青笹村の大草里というところで、毎年春になると美しい桐の花が川に流れてきた。遠くの山が紫のようだった。村人達が何人も桐の花の咲いている所へ行こうと思ったが、誰れも行けず、いくら捜してもだめだった。桐の木は古くなると木肌も葉も桐の木のようではなくなるという。村人は桐の花が流れてくるのを見て、幻の花が咲いていると言って誰も山へ行かなくなった。
「岩手民話伝説辞典」大草里は青笹の六角牛神社を少し過ぎたところで、笛吹峠の手前の地である。この地から見える山となると、六角牛山が圧迫するように迫って見える場所でもあるが、ここで言う遠い山とはどこであろうか?桐の花で思い出すのは
「遠野物語33」での白望山での不思議譚に桐の花が登場する。
「五月に萱を苅りに行くとき、遠く望めば桐の花の咲き満ちたる山あり。恰も紫の雲のたなびけるが如し。されども終に其あたりに近づくこと能はず。」この「遠野物語33」が連動しているかどうかはわからぬが、「遠野物語33」においても白望山というわけでは無く、どこか漠然と幻の山を意味している記述になっている共通点がある。
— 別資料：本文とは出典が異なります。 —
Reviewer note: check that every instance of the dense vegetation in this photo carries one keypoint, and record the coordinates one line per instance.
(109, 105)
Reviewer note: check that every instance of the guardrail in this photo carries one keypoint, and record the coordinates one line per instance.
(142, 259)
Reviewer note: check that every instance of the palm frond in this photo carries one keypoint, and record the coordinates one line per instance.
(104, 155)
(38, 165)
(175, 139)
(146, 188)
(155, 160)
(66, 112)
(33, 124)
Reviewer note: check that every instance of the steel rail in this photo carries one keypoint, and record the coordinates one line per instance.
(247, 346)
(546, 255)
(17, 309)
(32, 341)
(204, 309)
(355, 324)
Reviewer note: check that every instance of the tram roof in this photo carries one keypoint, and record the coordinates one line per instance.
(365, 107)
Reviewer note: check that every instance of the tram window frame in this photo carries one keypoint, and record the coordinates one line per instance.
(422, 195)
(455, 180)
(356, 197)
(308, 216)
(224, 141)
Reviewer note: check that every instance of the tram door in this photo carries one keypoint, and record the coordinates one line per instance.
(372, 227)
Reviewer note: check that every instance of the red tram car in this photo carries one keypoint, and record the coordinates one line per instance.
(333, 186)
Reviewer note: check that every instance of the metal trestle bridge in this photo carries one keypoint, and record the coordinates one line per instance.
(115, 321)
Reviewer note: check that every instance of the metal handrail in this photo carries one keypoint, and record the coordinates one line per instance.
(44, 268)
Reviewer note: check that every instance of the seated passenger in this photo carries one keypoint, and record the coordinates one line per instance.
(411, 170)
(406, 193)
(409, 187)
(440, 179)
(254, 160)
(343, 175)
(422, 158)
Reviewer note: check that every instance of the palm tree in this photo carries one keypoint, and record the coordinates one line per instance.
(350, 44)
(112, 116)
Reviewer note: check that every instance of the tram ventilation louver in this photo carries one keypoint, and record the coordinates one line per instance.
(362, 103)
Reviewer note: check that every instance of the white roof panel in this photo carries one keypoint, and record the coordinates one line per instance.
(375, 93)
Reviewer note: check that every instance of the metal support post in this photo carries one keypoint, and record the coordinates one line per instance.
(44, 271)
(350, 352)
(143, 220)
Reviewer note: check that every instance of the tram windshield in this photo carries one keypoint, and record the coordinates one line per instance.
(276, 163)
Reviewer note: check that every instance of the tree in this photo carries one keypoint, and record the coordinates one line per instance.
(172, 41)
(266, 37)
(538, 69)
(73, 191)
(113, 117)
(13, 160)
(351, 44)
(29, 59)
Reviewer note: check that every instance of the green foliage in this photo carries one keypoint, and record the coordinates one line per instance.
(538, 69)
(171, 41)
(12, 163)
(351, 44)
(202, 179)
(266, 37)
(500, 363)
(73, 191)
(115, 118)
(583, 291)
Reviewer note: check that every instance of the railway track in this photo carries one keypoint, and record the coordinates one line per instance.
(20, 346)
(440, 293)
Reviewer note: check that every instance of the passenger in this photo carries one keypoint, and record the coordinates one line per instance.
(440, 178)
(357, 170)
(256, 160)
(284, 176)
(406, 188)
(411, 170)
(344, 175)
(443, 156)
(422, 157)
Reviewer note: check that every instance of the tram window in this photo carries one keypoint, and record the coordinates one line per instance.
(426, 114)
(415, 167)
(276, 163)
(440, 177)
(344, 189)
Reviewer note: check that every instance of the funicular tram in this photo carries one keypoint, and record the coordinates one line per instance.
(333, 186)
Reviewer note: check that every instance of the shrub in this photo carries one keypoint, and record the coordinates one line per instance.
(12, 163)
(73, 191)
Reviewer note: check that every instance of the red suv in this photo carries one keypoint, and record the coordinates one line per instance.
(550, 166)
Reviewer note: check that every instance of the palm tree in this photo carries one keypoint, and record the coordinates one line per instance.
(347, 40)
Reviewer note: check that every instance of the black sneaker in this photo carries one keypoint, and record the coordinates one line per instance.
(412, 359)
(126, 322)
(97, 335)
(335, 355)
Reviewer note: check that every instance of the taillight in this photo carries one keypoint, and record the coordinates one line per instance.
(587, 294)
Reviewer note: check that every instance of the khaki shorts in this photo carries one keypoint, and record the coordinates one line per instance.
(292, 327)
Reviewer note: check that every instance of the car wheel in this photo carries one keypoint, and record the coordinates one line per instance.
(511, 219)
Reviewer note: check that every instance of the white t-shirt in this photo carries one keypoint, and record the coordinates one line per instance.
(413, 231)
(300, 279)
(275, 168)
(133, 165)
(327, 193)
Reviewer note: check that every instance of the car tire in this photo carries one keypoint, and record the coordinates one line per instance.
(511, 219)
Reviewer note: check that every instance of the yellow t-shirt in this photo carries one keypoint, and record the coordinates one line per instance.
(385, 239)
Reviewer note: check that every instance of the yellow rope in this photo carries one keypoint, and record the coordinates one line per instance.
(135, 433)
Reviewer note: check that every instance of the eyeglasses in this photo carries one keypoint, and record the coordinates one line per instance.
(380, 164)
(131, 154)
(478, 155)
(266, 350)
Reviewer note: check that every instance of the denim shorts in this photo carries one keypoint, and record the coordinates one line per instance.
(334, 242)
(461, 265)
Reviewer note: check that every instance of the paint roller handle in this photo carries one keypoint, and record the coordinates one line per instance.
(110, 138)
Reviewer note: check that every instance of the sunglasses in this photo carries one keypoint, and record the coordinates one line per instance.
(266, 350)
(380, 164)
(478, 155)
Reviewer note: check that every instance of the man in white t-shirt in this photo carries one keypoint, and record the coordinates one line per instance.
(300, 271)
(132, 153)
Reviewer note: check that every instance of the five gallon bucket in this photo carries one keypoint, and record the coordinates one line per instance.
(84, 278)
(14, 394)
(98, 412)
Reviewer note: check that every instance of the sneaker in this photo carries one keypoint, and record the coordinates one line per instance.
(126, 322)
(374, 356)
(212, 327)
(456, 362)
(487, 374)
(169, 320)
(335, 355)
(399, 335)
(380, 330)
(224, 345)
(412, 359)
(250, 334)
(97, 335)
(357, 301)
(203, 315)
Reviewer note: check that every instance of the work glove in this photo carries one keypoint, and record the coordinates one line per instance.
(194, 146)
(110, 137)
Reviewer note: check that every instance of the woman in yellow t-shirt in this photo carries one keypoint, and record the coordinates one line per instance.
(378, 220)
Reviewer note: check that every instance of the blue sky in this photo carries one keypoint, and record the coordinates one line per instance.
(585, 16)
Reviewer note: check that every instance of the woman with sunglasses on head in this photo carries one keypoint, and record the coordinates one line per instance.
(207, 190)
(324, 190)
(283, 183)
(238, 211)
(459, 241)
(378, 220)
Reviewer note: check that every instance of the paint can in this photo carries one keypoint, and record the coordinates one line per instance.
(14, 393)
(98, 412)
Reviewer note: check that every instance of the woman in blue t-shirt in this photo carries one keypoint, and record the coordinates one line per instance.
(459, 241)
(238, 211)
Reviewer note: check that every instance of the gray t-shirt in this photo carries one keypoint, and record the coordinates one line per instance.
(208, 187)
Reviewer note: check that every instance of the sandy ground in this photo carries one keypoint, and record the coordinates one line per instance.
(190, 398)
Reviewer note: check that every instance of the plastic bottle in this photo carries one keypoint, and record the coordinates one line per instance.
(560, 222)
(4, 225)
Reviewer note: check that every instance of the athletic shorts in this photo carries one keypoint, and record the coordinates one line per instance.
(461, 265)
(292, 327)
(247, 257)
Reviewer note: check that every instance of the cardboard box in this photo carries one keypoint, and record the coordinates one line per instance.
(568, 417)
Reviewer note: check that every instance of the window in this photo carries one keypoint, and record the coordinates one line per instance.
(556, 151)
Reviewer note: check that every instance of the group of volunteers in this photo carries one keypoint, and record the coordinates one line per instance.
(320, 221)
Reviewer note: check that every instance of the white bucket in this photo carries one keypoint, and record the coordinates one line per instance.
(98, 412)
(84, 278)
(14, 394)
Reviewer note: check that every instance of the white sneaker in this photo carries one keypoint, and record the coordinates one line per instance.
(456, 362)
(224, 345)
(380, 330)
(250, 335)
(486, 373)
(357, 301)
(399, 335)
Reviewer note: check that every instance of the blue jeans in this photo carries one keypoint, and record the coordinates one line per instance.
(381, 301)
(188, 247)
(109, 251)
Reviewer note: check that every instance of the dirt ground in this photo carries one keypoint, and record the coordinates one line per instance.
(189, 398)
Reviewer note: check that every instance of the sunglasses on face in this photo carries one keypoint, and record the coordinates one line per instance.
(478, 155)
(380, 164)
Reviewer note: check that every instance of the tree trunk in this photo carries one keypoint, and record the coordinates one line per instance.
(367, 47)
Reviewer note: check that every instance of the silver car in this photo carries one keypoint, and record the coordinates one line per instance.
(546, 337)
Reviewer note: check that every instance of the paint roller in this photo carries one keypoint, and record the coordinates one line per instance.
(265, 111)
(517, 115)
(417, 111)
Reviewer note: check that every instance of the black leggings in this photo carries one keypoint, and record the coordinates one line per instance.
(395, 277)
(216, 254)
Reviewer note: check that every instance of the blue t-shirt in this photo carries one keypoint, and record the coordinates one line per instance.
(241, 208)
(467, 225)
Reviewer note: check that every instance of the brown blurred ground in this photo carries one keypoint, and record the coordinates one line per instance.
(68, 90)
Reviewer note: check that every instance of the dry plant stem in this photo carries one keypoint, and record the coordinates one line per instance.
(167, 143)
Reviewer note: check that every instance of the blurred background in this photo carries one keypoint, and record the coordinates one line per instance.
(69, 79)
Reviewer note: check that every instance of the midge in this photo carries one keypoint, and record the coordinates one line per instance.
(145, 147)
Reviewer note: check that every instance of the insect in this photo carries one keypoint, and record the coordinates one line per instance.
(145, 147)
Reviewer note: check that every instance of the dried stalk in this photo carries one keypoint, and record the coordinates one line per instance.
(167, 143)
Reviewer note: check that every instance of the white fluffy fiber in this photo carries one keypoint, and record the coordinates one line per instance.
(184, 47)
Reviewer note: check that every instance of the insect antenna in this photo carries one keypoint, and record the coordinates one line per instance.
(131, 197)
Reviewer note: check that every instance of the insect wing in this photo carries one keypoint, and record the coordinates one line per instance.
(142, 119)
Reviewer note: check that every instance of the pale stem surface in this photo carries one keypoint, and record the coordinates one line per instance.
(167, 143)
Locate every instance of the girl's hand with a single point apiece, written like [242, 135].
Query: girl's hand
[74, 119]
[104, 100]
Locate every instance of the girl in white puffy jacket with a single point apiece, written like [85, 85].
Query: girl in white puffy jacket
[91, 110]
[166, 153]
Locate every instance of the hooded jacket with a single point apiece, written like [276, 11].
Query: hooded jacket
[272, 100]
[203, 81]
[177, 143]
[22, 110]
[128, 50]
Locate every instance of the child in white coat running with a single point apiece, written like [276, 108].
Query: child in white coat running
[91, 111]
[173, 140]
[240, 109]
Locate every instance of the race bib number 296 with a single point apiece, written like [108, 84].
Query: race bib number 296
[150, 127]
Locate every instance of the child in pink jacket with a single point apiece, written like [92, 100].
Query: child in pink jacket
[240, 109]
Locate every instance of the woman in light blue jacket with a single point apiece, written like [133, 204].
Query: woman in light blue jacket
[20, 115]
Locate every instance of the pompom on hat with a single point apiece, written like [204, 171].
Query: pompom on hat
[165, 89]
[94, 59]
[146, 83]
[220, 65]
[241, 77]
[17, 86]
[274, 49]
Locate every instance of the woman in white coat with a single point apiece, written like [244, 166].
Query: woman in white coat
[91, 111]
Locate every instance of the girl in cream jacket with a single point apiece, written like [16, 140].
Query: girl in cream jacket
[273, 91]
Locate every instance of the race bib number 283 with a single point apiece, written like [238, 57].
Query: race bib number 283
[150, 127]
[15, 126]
ただ桐の花が流れてくる川があるのだが、ここでは笛吹峠に水源を成す河内川の事を言うのだろうが、これは笛吹峠に沿った川でもあるので、行き着けない場所でも無い。しかし誰も辿り着けないのはやはり、幻の山から流れてくるものであり、自然のものでは無く妖しの類であろうと悟った為に、誰も行かなくなったのだろう。辿り着けないという事から「遠野物語33」の桐の花が咲き誇る遠い山と同じである。つまり極端に言えば、罠としてリアルな桐の花を川に流し、その桐の花の元を探しに出かけた者を取り込もうとする山の妖しの類と感じたのだろう。白望山を望む地域の人達が抱く幻の山の観念を、この大草里の地域の人達も抱いていたという事だろうか。